2.In support of the appeal, Mr. Muriuki for the Appellant submitted that the Appellant could not have foreseen that a nail trap would be laid on the road and that the Appellant could not be expected to have the attacks by the thugs. It was further submitted that even if the Respondent had been provided with a turn boy that would not have offered security against armed thugs. In any even criminals do not announce the time of their intended attacks.
3.Counsel further submitted that provision of security for the citizens was the responsibility of the state and not private citizens. The Appellant could not therefore be held liable for criminal activities which it had no capacity to avert.
4.Mr. Muriuki further submitted that the Appellant called its workshop manager who testified that drivers are strictly instructed to park their motor vehicles and get safe accommodation before 7.00 pm while traveling. The Respondent thus flouted the said instructions by driving at night thus exposing himself to danger. According to the witness the Respondent in his own statement stated that he had stopped at Mai Mahiu at around 7.00 pm to wait for a colleague who was driving a different motor vehicle belonging to the company. After waiting to close to an hour and failing to reach his colleague, he decided to drive alone to Suswa.
5.From the foregoing, Counsel submitted that it was apparent that the Respondent fully understood the inherent risks involved in driving at night. By deciding to drive at night against express instructions by his employer, the Respondent took upon himself the risk associated with driving at night. He was thus solely to blame for the incident which was not foreseeable by the Appellant.

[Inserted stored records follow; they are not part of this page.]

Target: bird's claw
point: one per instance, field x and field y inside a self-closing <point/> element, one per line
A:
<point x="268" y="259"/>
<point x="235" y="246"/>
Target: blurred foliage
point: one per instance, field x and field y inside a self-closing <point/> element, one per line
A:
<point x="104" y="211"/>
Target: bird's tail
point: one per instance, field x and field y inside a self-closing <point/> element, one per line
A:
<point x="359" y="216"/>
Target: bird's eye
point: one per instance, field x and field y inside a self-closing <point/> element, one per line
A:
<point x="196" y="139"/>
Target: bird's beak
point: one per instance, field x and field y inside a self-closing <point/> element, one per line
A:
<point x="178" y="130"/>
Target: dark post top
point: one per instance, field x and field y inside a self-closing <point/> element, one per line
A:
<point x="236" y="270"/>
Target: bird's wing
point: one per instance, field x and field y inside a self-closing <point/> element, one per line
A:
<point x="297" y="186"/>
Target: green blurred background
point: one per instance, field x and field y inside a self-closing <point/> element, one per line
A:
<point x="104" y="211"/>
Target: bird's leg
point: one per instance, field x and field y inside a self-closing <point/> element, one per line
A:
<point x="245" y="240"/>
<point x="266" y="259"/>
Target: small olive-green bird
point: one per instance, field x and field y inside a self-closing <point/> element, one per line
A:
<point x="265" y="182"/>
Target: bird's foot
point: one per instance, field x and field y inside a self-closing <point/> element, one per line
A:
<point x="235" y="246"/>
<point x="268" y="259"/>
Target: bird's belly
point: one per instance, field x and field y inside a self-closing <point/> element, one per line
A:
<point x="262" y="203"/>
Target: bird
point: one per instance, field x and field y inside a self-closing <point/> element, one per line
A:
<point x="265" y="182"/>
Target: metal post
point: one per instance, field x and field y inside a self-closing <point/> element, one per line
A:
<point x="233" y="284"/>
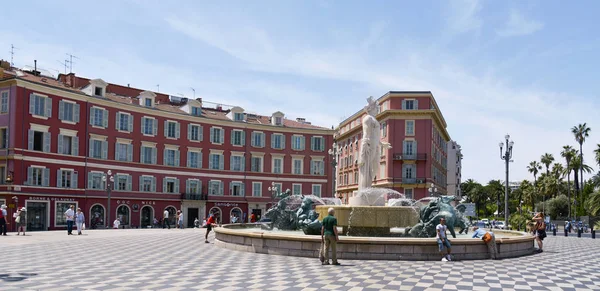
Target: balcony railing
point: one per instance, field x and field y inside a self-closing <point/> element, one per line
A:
<point x="192" y="196"/>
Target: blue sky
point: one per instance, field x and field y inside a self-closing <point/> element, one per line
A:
<point x="527" y="68"/>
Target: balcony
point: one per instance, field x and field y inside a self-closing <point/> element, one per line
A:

6.In support of these submissions Counsel relied on the case of Mini Bakeries Limited v Reuben Kaloki Muindi HCCA No. 942 of 2004, Hudson Luvinzu Elavonga v Kenroid Ltd [2016] eKLR and Abadalla Baya Mwanyule v Said t/a Jomvu Total Service Station [2004] eKLR.
7.On quantum, Counsel submitted that they submitted before the Trial Court that an award of Kshs.100,000/= would reasonably compensate the Respondent and relied on authorities submitted before the Trial Court.
8.In the case Selle & Another v Associated Motor Boat Co. Ltd & Others [1968] EA 123, it was held that:
9.The Appellant has complained that the Trial Court erred in law and fact in holding the Appellant fully liable for the injuries sustained by the Respondent in the course of his employment when he was attacked by criminals along Mai Mahiu Suswa Road.
10.It was the Respondent’s evidence before the Trial Court that on the material date, he was sent to collect fish from Homabay. By bad luck the vehicle stepped on a nail trap and got a puncture. He stopped to change the tyre. In the process some people emerged from the bushes and beat him up and took all he had including the vehicle keys.
11.In cross examination he stated that he no turn boy on the material day and if he had one he could have fixed fast.
12.The Appellant’s witness Mr. Daniel Waiharo stated that the Respondent was advised not to drive after 7.00 pm because of security reasons and there was no need to drive at night due to the nature of the Appellant’s work. It was his evidence that the Respondent could not have foreseen the possibility of the attack.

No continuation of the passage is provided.